Un public qui reste attentif pendant deux heures d’exposé, sur des thèmes abordés pas toujours évidents comme par exemple, l’architecture sacrée ou bien l’architecture écologique. Un public qui revient, plus nombreux et qui manifeste toujours d’une certaine curiosité.

Cela montre à l’évidence l’intérêt suscité par les interventions de Caroline Mazel. J’ai pu moi-même apprécier la clarté de son propos et la justesse de ses analyses, le tout, fait dans un langage précis et compréhensible par des non-initiés.

La documentation photographique importante qui accompagne chacun de ses exposés est riche d’exemples multiples, témoignant des démarches conceptuelles différentes qui peuvent être menées sur un même sujet. Ces exposés sont toujours une invitation au voyage, mais à chaque fois avec une « porte d’entrée » qui nous montre et nous fait réfléchir sur des thèmes bien particuliers.

Son propos est là pour nous donner des informations, nous aider à comparer, à questionner, à mieux comprendre et évaluer. Son propos est construit, démonstratif mais pas doctrinal.
Chacun peut trouver les clefs pour forger sa propre opinion.

Caroline Mazel est architecte et quand elle veut nous parler d’architecture, elle sait ne pas trop en dire. Elle montre des images d’architectures contemporaines, nous parle de matériaux, de techniques de mise en œuvre, d’ambiances, d’insertion urbaine et paysagère, d’innovations, mais elle nous parle aussi du vécu et du ressenti de ces architectures au travers de certains témoignages qu’elle a pu recueillir.

C’est certainement la prise en compte de tous ces éléments d’appréciation et l’actualité des thèmes proposés qui suscitent l’intérêt que l’on éprouve en écoutant ses conférences.

Alain Charrier
Architecte-urbaniste


Je n’avais pas connu Caroline Mazel à l’Ecole d’Architecture de Bordeaux et c’est il y a peu que nous nous sommes rencontrés par hasard à l’occasion d’une des séries de conférences sur l’architecture contemporaine qu’elle donne chaque année à Quimper.
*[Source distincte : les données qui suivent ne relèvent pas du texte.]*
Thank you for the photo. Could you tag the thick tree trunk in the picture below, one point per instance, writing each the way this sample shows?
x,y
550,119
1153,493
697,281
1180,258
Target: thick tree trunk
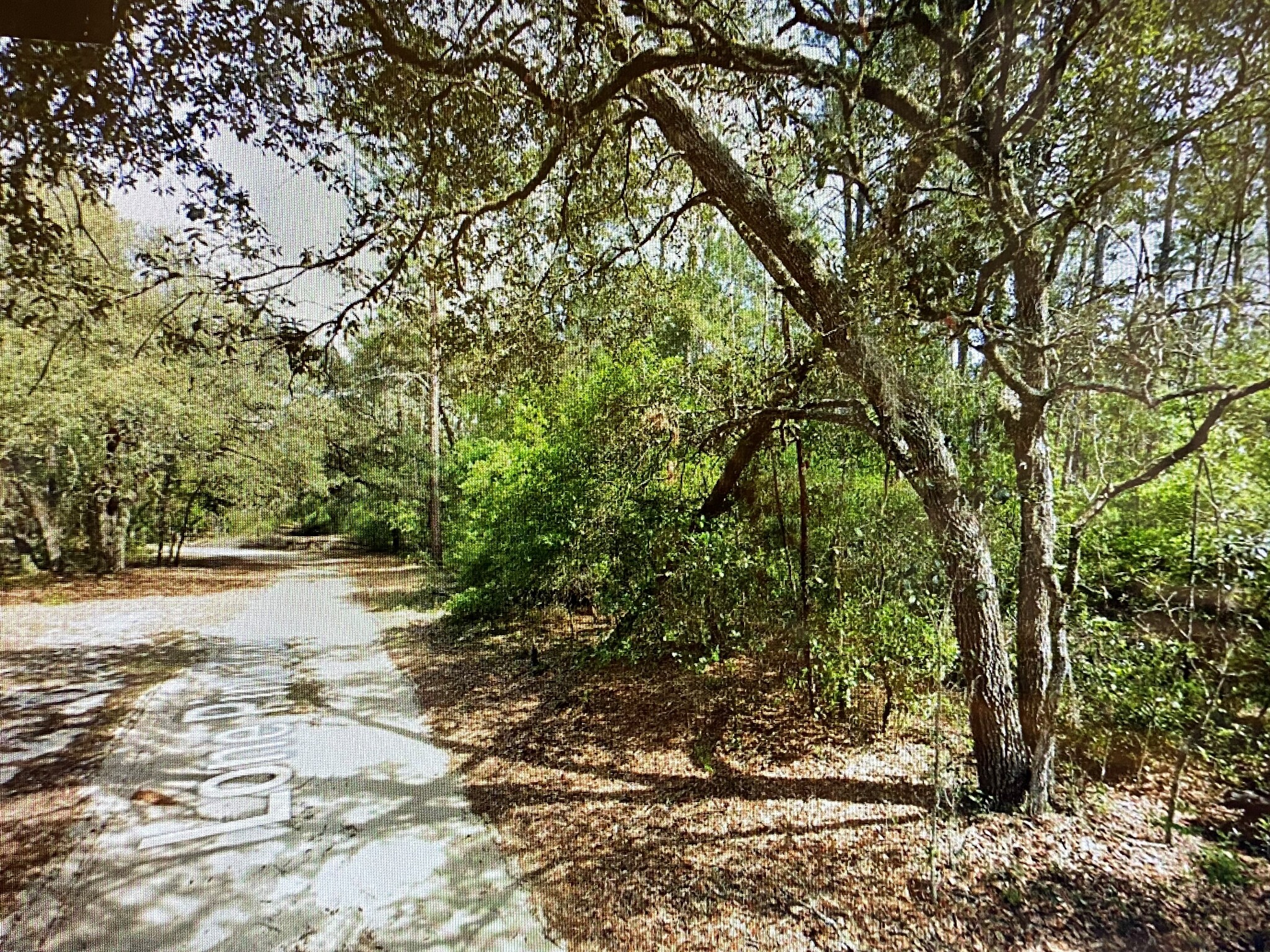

Je me contenterai de n’évoquer que son talent de conférencière et sa remarquable connaissance des sujets traités. Elle peut aborder des sujets assez austères en les rendant accessibles à un public peu averti mais elle peut aussi passionner ce public en évoquant tant la lumière que Wang Shu ou Jean Prouvé.

Parlant de façon très claire et vivante, passionnée par son sujet, elle a le don de faire passer chez ses auditeurs sa flamme pour l’architecture dont elle est une très grande et très efficace ambassadrice.

Elle mérite l’estime et le soutien de tous ceux, professionnels ou non, qui se sentent concernés par le cadre de vie.